The trouble was, she didn’t need to go far to get lost—or to trip over that accursed train and stumble and crack her skull against a tree trunk or fall into the Serpentine and drown.
“I shall drown her, I vow,” he muttered, and ran after her.
He watched for a flash of blue and soon found her. She was near the Serpentine but not on the footpath. He easily closed the distance between them, but she kept at her shambling run.
When he came within a pace of her, he reached out to grab her arm. He stepped on her train and his boot tangled in the hem, jerking her off balance. Down she went, and so did he, on top of her.
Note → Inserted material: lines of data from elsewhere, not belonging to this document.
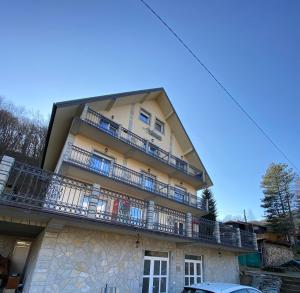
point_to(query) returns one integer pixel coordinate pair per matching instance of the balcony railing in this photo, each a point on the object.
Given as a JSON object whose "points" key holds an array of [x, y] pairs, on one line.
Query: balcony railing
{"points": [[141, 180], [32, 188], [117, 131]]}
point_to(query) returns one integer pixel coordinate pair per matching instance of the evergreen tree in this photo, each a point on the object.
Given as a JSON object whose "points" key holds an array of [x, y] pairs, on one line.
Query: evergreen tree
{"points": [[209, 201], [278, 200]]}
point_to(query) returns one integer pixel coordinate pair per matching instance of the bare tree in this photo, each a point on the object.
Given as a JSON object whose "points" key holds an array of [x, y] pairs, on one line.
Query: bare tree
{"points": [[22, 134]]}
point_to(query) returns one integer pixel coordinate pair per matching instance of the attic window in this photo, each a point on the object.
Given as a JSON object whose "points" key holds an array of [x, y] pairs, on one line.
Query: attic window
{"points": [[159, 126], [145, 116]]}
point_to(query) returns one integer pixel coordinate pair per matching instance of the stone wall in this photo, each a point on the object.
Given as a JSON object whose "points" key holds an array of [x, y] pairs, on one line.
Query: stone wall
{"points": [[78, 260], [32, 260], [7, 244], [276, 255]]}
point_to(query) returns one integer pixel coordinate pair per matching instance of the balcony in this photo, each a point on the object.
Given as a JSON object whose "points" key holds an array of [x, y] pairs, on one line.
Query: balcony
{"points": [[121, 139], [125, 176], [36, 190]]}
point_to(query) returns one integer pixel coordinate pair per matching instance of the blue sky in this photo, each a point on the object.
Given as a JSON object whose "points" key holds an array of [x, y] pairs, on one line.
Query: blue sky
{"points": [[59, 50]]}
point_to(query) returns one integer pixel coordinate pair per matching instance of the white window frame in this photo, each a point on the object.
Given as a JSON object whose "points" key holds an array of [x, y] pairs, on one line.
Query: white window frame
{"points": [[162, 125], [145, 113], [151, 276]]}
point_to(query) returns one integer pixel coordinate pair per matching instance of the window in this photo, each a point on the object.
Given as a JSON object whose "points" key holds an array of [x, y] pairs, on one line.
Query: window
{"points": [[148, 181], [159, 126], [145, 116], [152, 150], [136, 214], [100, 164], [193, 270], [181, 164], [179, 193], [108, 126]]}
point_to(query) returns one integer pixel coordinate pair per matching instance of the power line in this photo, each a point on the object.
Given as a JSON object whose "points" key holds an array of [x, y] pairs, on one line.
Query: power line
{"points": [[233, 99]]}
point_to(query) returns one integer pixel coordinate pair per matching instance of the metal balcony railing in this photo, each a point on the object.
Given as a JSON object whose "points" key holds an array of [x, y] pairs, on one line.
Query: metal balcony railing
{"points": [[32, 188], [141, 180], [112, 128], [204, 229], [228, 235], [169, 221]]}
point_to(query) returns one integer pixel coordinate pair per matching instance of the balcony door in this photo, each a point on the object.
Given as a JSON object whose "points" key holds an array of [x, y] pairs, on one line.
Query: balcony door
{"points": [[148, 181], [100, 163], [108, 126], [179, 193], [155, 277]]}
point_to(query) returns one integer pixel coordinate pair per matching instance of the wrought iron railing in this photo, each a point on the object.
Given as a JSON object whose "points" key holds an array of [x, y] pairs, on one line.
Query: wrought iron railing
{"points": [[89, 161], [204, 229], [246, 239], [112, 128], [32, 188]]}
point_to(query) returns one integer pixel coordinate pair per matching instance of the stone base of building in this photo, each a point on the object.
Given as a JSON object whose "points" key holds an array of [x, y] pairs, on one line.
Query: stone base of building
{"points": [[80, 260]]}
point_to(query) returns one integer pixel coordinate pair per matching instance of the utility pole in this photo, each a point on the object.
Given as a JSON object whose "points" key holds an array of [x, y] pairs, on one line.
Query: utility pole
{"points": [[245, 217]]}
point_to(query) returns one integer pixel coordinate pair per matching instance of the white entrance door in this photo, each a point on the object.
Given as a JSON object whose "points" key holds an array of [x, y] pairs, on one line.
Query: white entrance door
{"points": [[155, 277], [193, 270]]}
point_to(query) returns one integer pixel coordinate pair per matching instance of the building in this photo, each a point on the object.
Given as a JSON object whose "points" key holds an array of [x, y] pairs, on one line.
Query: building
{"points": [[115, 204]]}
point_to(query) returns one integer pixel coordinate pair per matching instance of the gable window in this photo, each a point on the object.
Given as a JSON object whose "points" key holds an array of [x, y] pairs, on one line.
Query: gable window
{"points": [[145, 116], [159, 126], [181, 164]]}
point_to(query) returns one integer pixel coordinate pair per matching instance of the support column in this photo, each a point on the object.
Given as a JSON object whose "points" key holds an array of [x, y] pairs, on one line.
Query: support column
{"points": [[217, 232], [188, 223], [150, 215], [238, 237], [93, 201], [255, 241], [5, 167]]}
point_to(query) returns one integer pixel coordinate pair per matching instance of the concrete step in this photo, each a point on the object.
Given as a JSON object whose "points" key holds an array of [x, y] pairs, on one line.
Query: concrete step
{"points": [[290, 286], [288, 291]]}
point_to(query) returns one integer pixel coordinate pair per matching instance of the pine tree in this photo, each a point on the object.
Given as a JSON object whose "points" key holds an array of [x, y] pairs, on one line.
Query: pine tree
{"points": [[209, 200], [278, 200]]}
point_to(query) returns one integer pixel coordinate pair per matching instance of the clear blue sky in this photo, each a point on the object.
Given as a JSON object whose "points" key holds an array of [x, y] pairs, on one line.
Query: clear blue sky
{"points": [[59, 50]]}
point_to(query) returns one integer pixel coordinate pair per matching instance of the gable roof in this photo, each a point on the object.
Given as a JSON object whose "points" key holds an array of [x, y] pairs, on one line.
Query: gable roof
{"points": [[64, 112]]}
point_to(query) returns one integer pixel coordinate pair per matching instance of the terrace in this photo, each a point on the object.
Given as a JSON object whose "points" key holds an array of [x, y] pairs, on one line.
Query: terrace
{"points": [[34, 189]]}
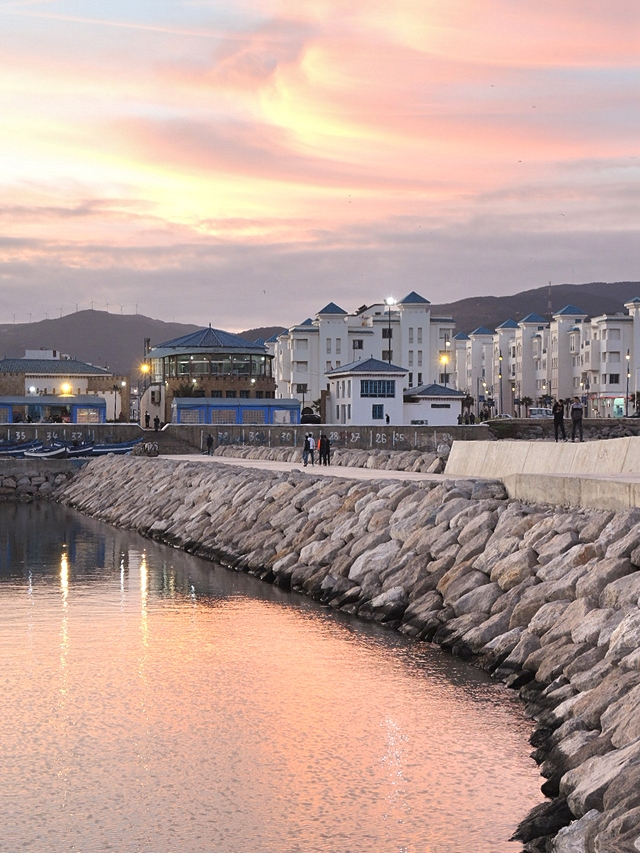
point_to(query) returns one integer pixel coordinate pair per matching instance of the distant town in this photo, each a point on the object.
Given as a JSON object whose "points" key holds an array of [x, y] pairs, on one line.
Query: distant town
{"points": [[392, 362]]}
As they struck the ground, his hat fell off. Out of the corner of his eye he saw hers roll away. Nearer to hand, her bosom rose and fell with her labored breathing. He raised his head and chest to take his weight off her, but he didn’t roll off her completely.
Damp curls clung to her temples and near her ears. Her skin
was pink with exertion. She was scowling up at him, blue eyes glittering.
“What the devil is wrong with you?” he said.
Her hands came up. Instinctively he drew back. But she didn’t scratch his eyes out or punch him as he expected. She slid her fingers into his hair and grasped his head. She pulled, bringing his face to hers, and kissed him full on the lips.
At the first touch, he felt the skittering shock he’d experienced the day before, but deeper and stronger this time, as though he’d touched an electrifying machine. This time, though, he didn’t draw away. Her mouth was soft and warm and her scent and taste spilled into him, sweet and fresh and warm, like a summer garden.
Inside him a riot seemed to be going on, of feelings. He didn’t know what they were and didn’t care. About them was springtime, cool and damp, but she tasted like summer and he craved the heat. Her hands slid down to his jaw and her mouth was searching for more from him. She was by turns insistent and coaxing, and he was all too willing to be led.
His brain slowed and he forgot everything else but the warmth and scent and taste of her. She brushed her tongue over his lips, and the shock he felt this time was a familiar one: the rush of pleasure at an invitation.